Thanks to Seattle's public art law, part of the construction budget to rebuild the massive Elliott Bay Seawall will pay for a million-dollar art commission.

This is the biggest-budget public art commission ever in Seattle, by several hundred thousand dollars, according to city spokeswoman Calandra Childers (she thinks this was second-biggest).

"The re-building of Seattle’s waterfront is the biggest physical transformation Seattle will undergo in my lifetime,” said Office of Arts & Culture director Randy Engstrom in a press release. “We have the opportunity to make the waterfront into a space that’s beloved by all Seattle residents and visitors—and art will play a major role in creating that kind of space.”

This is also the first time the city has ever put out an international call for artists.

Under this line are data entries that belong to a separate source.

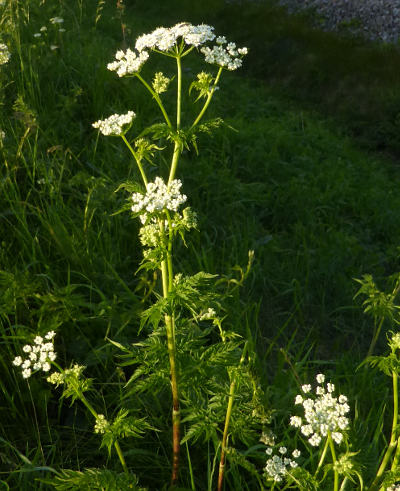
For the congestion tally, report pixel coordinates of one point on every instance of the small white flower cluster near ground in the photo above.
(277, 465)
(208, 315)
(323, 413)
(4, 53)
(114, 124)
(165, 39)
(101, 424)
(39, 355)
(224, 54)
(128, 62)
(58, 378)
(159, 197)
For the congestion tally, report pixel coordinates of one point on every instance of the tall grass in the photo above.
(279, 178)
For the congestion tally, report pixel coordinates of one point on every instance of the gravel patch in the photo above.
(377, 20)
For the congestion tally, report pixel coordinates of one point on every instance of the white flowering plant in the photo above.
(184, 304)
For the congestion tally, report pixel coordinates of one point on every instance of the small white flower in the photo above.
(128, 63)
(299, 399)
(159, 197)
(56, 20)
(295, 421)
(17, 361)
(114, 124)
(101, 424)
(26, 373)
(4, 54)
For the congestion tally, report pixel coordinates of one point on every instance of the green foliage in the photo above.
(124, 426)
(94, 480)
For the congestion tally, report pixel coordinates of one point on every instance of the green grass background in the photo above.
(307, 178)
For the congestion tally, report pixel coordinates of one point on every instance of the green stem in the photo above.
(175, 160)
(375, 338)
(227, 421)
(179, 93)
(323, 455)
(169, 253)
(136, 158)
(335, 472)
(157, 98)
(166, 266)
(208, 100)
(393, 439)
(121, 457)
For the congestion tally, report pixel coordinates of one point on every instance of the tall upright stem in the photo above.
(335, 472)
(208, 100)
(227, 421)
(139, 163)
(179, 92)
(393, 440)
(166, 272)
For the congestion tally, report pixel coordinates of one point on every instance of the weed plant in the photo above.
(277, 179)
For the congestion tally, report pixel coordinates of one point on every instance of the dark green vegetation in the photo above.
(294, 184)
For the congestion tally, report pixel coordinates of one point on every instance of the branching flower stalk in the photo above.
(159, 206)
(389, 365)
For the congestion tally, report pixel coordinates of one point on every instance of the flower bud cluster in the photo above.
(160, 83)
(58, 378)
(101, 424)
(277, 465)
(114, 124)
(224, 54)
(323, 413)
(39, 355)
(159, 197)
(128, 62)
(4, 54)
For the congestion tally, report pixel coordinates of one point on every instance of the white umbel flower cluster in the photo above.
(159, 197)
(277, 465)
(4, 54)
(323, 413)
(224, 54)
(39, 355)
(164, 39)
(114, 124)
(101, 424)
(128, 62)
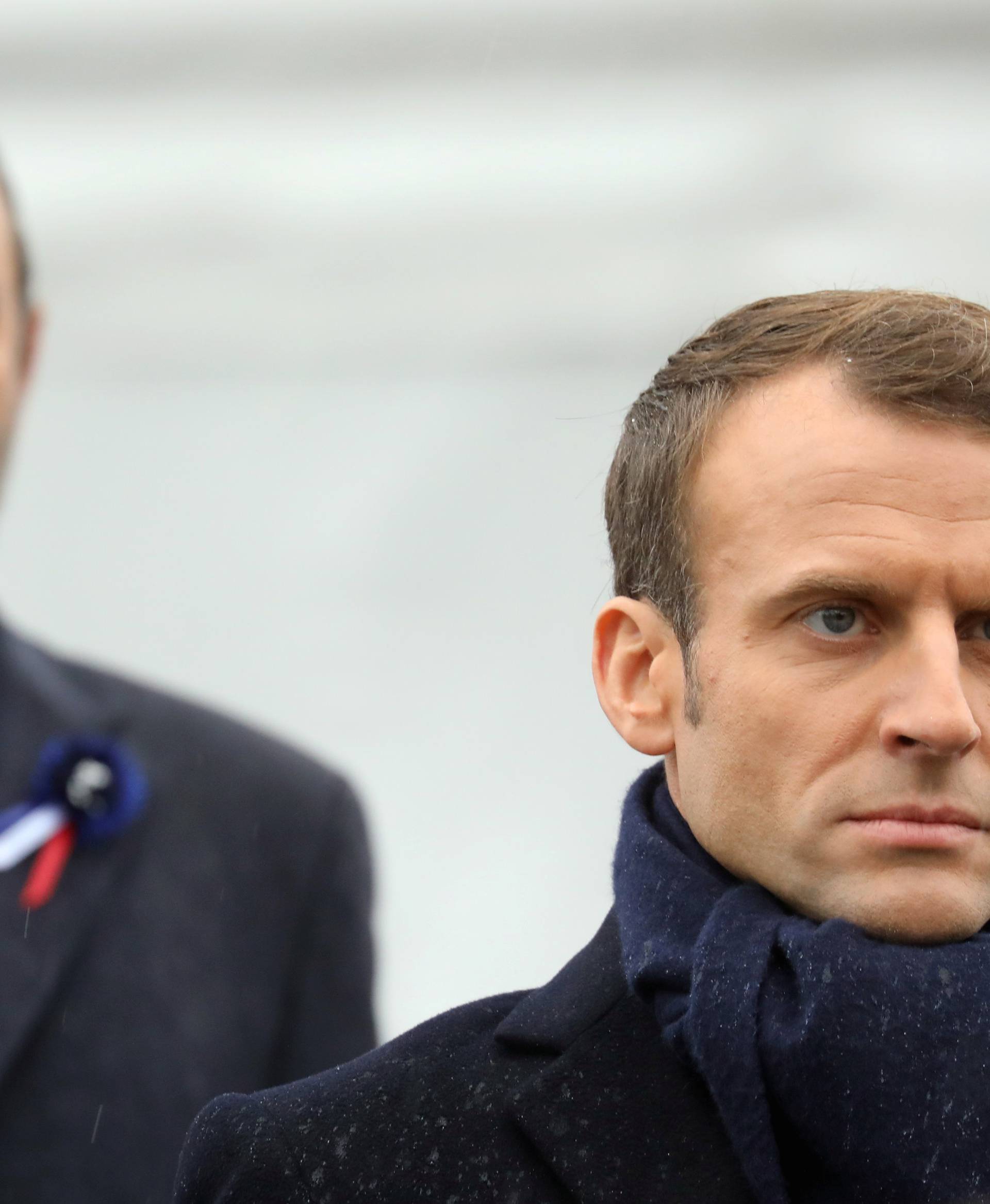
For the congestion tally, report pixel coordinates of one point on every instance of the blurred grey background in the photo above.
(345, 304)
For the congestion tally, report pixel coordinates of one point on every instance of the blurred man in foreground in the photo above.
(790, 1000)
(185, 903)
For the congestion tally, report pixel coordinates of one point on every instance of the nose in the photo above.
(929, 713)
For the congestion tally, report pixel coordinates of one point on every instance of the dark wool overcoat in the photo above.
(221, 943)
(567, 1094)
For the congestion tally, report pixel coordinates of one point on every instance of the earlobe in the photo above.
(634, 670)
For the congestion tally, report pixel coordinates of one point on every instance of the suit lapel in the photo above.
(38, 701)
(616, 1115)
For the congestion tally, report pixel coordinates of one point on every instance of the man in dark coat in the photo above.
(219, 939)
(790, 1000)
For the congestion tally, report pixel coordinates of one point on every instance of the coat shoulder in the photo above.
(391, 1126)
(201, 751)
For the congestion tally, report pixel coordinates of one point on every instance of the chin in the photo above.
(920, 918)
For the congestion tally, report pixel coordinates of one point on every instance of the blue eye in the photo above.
(836, 621)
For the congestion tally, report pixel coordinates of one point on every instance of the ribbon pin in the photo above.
(85, 790)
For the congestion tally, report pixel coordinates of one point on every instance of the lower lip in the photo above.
(912, 835)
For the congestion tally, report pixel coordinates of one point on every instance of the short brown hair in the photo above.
(916, 353)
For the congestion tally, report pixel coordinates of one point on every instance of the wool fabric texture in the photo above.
(846, 1069)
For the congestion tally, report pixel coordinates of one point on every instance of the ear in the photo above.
(638, 673)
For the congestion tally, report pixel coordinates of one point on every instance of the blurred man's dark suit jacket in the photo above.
(567, 1095)
(221, 943)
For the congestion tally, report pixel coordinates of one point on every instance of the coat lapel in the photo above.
(38, 701)
(616, 1115)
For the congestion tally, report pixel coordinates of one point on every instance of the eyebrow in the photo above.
(812, 585)
(857, 589)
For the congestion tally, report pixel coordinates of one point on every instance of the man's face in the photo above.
(17, 336)
(844, 661)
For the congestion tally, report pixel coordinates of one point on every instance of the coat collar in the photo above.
(40, 700)
(616, 1114)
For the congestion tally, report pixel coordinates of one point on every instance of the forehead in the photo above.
(800, 471)
(8, 250)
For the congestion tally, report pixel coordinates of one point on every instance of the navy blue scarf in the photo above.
(846, 1069)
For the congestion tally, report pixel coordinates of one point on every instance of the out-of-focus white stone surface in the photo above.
(345, 304)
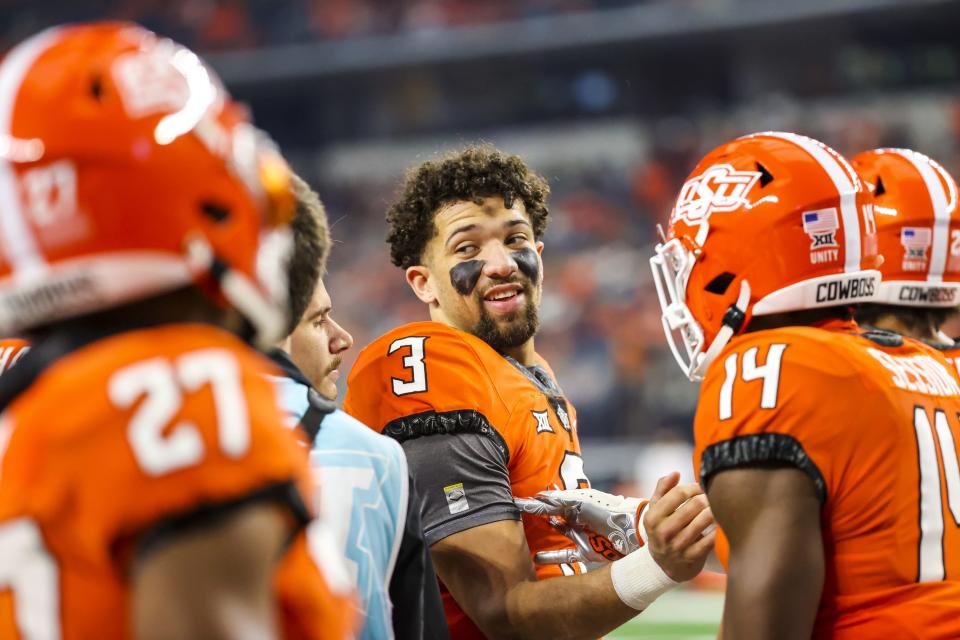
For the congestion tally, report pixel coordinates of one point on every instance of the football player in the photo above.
(482, 418)
(918, 231)
(828, 451)
(149, 486)
(363, 483)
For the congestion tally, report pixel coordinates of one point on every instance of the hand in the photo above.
(603, 526)
(680, 527)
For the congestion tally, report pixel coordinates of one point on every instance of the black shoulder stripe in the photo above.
(758, 449)
(431, 423)
(283, 493)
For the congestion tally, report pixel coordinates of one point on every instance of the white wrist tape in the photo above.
(639, 580)
(641, 526)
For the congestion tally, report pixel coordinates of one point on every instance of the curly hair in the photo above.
(311, 245)
(472, 174)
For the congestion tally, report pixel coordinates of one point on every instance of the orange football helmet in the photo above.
(918, 227)
(126, 170)
(768, 223)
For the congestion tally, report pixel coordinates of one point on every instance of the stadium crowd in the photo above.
(239, 24)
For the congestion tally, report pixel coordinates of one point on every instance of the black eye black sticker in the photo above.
(528, 264)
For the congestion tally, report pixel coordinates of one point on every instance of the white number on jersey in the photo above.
(414, 362)
(769, 372)
(31, 574)
(931, 504)
(160, 449)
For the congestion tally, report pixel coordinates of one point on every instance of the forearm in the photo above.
(583, 606)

"The work needs to be a work of global significance," Childers said in a phone interview. "The fact that we are talking about the waterfront: this is an international connection point. We want to be really clear that we're certainly not excluding local or regional artists, and it would be super-awesome if a local artist ends up being the selected artist, but we didn't want to limit it that way because it was such a large-scale call."

The deadline is December 19 for applications. (All details.) The art will be located on the public piers of the renewed waterfront—either Pier 62/63 or the Union Street Pier.

First, a committee convened by project manager Eric Fredericksen—including an artist, an arts professional, and representatives from the city and the waterfront—will review applications and determine top candidates, who'll then be interviewed in person. Artists will be selected based on the strength of past works, experience, and they'll also write a letter describing why they're interested.

There are no restrictions on the type or medium of art, except that it shouldn't be something that will corrode in saltwatery air.

I can't wait to see how this goes. So far the artists selected to do large-scale, permanent projects along Seattle's future waterfront are Buster Simpson and Stephen Vitiello. They're great, and this artist will have to be great, too, obviously. Maybe it will even not be a white dude, and not somebody who already has trillions of dollars from being an art star. I'm excited and hopeful.